The Wall Street Journal, Maureen Farrell
“The 35-year-old Swedish CEO faces the daunting task of making his company profitable while fending off streaming competition from tech giants such as Apple Inc, Alphabet Inc’s Google and Amazon.com Inc. Investors are counting on Mr. Ek to innovate and differentiate Spotify’s offerings and gain a foothold in scaling the service onto users’ smartphones in new markets.”

Mark Mulligan, Midia Research
“Arguably the most anticipated day in the history of digital music is upon us. By the end of it we will have the first hint at whether Spotify is going to fall at the Snap Inc. or Facebook end of the spectrum of promising tech IPO, or DPO in the case of Spotify… Right now, Spotify has soft power (playlist curation, user-level data, subscriber relationships etc.). Spotify’s long-term future will depend on it building out its hard power and bringing it to bear in a way that brings positives both for it and for its industry partners. That will be a tightrope act of the highest order.”

Financial Times
“There is bullish sentiment about the company in spite of the recent downdraft for Big Tech shares on Wall Street. MKM Partners, for example, has initiated coverage on the stock with a target price of $200 a share, while RBC set a $220 price target.”
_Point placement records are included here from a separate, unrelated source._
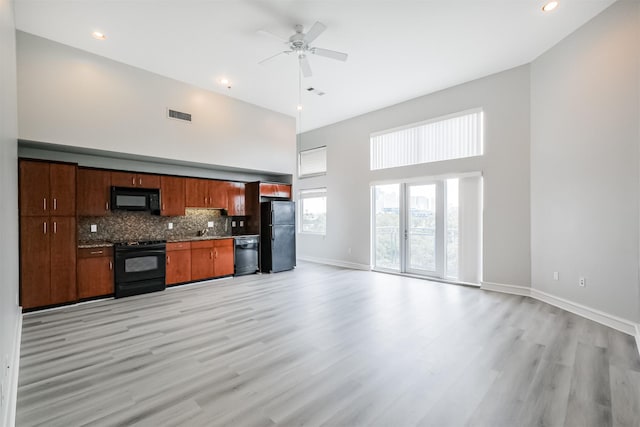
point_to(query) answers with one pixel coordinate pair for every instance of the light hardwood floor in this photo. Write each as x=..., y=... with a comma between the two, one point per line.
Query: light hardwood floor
x=324, y=346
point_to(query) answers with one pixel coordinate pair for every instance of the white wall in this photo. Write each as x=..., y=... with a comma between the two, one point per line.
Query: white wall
x=9, y=310
x=584, y=164
x=71, y=97
x=505, y=167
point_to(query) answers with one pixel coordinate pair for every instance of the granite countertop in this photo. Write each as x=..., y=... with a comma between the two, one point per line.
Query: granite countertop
x=87, y=245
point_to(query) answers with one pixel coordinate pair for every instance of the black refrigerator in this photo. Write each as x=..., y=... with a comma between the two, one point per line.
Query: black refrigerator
x=277, y=236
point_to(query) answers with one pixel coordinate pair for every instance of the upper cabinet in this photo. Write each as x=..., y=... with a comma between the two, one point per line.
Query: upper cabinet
x=94, y=190
x=173, y=195
x=131, y=179
x=47, y=189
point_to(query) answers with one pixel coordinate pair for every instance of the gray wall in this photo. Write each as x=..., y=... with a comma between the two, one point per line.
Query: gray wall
x=505, y=167
x=584, y=164
x=9, y=311
x=70, y=97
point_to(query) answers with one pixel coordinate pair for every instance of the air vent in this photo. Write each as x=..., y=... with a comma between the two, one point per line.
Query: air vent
x=316, y=91
x=179, y=115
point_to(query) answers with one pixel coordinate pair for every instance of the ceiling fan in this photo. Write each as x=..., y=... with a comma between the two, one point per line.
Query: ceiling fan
x=299, y=45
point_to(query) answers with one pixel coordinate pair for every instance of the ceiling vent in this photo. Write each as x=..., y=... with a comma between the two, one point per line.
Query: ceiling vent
x=178, y=115
x=316, y=91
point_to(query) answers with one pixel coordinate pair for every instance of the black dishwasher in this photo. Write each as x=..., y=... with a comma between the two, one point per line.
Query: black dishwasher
x=246, y=254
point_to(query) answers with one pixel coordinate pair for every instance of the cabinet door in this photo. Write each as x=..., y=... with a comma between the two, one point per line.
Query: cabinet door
x=223, y=257
x=178, y=267
x=63, y=259
x=172, y=193
x=95, y=277
x=145, y=180
x=201, y=263
x=94, y=190
x=124, y=179
x=35, y=262
x=235, y=195
x=34, y=188
x=197, y=193
x=63, y=189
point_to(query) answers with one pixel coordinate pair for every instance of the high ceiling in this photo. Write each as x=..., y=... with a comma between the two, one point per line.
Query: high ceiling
x=398, y=49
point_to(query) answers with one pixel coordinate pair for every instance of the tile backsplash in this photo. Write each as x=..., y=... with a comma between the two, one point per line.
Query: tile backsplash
x=134, y=226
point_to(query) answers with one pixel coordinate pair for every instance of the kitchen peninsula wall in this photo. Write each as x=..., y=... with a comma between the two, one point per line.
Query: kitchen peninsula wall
x=136, y=226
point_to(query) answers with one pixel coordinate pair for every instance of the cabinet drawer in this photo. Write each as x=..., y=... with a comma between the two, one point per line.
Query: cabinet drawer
x=202, y=244
x=95, y=252
x=177, y=246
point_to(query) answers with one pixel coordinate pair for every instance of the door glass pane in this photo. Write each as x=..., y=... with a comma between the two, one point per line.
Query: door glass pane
x=421, y=227
x=452, y=227
x=387, y=226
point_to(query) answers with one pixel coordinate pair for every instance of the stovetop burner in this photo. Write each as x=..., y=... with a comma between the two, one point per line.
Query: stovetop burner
x=139, y=243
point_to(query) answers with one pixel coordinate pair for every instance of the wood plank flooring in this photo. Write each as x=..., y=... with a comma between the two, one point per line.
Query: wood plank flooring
x=324, y=346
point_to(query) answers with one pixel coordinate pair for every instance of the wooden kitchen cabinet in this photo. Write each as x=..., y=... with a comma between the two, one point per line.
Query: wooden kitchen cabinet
x=47, y=188
x=223, y=257
x=173, y=195
x=178, y=263
x=131, y=179
x=201, y=260
x=235, y=198
x=94, y=192
x=47, y=261
x=95, y=272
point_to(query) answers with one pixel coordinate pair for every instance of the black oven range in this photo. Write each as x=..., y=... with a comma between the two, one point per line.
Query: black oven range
x=139, y=267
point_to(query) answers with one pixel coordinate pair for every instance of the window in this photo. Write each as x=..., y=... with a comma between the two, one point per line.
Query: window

Reuters Breakingviews, Jennifer Saba
“It’s admirable that Ek is forgoing an IPO. By doing so he is allowing for his employees to sell shares without the constraints of a lockup period that can artificially prop up a company’s value. Instead Spotify is attempting to get at its true worth faster. The trouble is the market uncertainties are likely to add up to a heap of volatility.”

Zacks, Ryan McQueeney
“Spotify is the world's largest music streaming platform, and that type of global exposure is sure to attract plenty of investors. But the company's unusual public debut also raises questions, and increasing costs - and competition from Apple, Pandora, and others - could keep some cautious types away.”

Bloomberg Markets, Alex Barinka
“It could take hours after the market opens for Spotify shares to find a comfortable trading level and establish a valuation... Investors may have to wait a while to see if Spotify can pull off its dream of a stable, low drama listing.

TechCrunch, Katie Roof
“…In the long-run, Spotify’s performance in the stock market will largely depend on investor philosophies about the company and its business model. Some are concerned that Spotify will run the course of competitor Pandora, which has struggled on the stock market, partly due to hefty artist fees. Others argue that Spotify could be viewed as a Netflix, which has been successful at its entertainment licensing agreements.” 

CNN Money, Jill Disis and Seth Fiegerman
“…What's good for existing Spotify shareholders could be bad for those who invest once the company goes public. A huge number of shares hitting the market all at once could sink the stock price.”

City AM, Lucy White
“Spotify has said that recent private transactions have valued its shares at between $48.93 and $131.88, but brokers have initiated recommendations at $200 or more. This could place the business's IPO value in excess of $37bn. Yet it is unclear what investors will make of the music streaming business. Last week Spotify produced financial outlook estimates for the year ahead – it said revenue should grow by 20 to 30 per cent, but that it still expects to book an operating loss of €230m to €330m.”